Towards Generalized Inverse Reinforcement Learning
This addresses the challenge of inferring MDP structures from imperfect data, which is incremental as it builds on existing inverse reinforcement learning methods by incorporating uncertainty in components.
The paper tackles the problem of generalized inverse reinforcement learning (GIRL) in Markov decision processes, where the goal is to learn MDP components like reward functions and state-action spaces from observed, possibly suboptimal policies, and proposes a formulation and heuristic algorithm that show merit in numerical tests on finite and infinite state problems.

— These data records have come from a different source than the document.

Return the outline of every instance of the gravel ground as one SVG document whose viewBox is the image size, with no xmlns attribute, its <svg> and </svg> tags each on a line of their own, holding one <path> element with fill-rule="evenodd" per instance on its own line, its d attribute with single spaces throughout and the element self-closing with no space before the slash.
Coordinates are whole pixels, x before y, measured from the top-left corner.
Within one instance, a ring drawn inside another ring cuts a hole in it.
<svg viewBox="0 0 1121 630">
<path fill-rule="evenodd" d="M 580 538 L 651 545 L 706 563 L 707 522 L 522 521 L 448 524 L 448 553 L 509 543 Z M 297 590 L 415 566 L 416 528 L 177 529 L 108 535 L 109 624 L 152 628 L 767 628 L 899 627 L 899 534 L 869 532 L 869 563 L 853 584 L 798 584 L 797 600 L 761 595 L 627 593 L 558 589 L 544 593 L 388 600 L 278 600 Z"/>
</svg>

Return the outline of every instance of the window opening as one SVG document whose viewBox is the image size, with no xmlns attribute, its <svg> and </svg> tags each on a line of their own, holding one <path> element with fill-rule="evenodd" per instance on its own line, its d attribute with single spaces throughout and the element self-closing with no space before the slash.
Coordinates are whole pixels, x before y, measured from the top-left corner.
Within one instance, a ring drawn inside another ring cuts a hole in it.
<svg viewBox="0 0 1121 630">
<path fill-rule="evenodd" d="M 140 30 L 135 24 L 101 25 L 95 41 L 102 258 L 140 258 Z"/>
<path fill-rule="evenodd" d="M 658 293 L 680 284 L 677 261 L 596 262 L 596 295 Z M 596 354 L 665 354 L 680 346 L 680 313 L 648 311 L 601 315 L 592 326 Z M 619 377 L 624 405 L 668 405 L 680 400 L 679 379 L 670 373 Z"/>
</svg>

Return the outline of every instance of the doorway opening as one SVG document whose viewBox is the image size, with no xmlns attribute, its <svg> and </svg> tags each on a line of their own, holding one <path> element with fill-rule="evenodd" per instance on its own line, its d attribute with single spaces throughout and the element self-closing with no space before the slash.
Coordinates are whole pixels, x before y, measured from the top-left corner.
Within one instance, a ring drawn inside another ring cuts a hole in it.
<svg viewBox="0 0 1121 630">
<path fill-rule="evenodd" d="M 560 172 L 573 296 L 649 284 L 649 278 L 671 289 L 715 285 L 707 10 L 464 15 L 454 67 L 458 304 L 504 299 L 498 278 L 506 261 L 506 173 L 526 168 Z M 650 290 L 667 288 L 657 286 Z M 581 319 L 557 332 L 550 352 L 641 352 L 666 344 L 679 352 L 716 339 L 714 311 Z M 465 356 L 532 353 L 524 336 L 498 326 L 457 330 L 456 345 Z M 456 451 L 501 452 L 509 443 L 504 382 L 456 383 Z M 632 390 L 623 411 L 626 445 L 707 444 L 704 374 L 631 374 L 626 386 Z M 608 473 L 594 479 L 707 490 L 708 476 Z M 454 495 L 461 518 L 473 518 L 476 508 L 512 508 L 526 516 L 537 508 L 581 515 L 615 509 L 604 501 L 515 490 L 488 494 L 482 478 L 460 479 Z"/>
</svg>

This paper studies generalized inverse reinforcement learning (GIRL) in Markov decision processes (MDPs), that is, the problem of learning the basic components of an MDP given observed behavior (policy) that might not be optimal. These components include not only the reward function and transition probability matrices, but also the action space and state space that are not exactly known but are known to belong to given uncertainty sets. We address two key challenges in GIRL: first, the need to quantify the discrepancy between the observed policy and the underlying optimal policy; second, the difficulty of mathematically characterizing the underlying optimal policy when the basic components of an MDP are unobservable or partially observable. Then, we propose the mathematical formulation for GIRL and develop a fast heuristic algorithm. Numerical results on both finite and infinite state problems show the merit of our formulation and algorithm.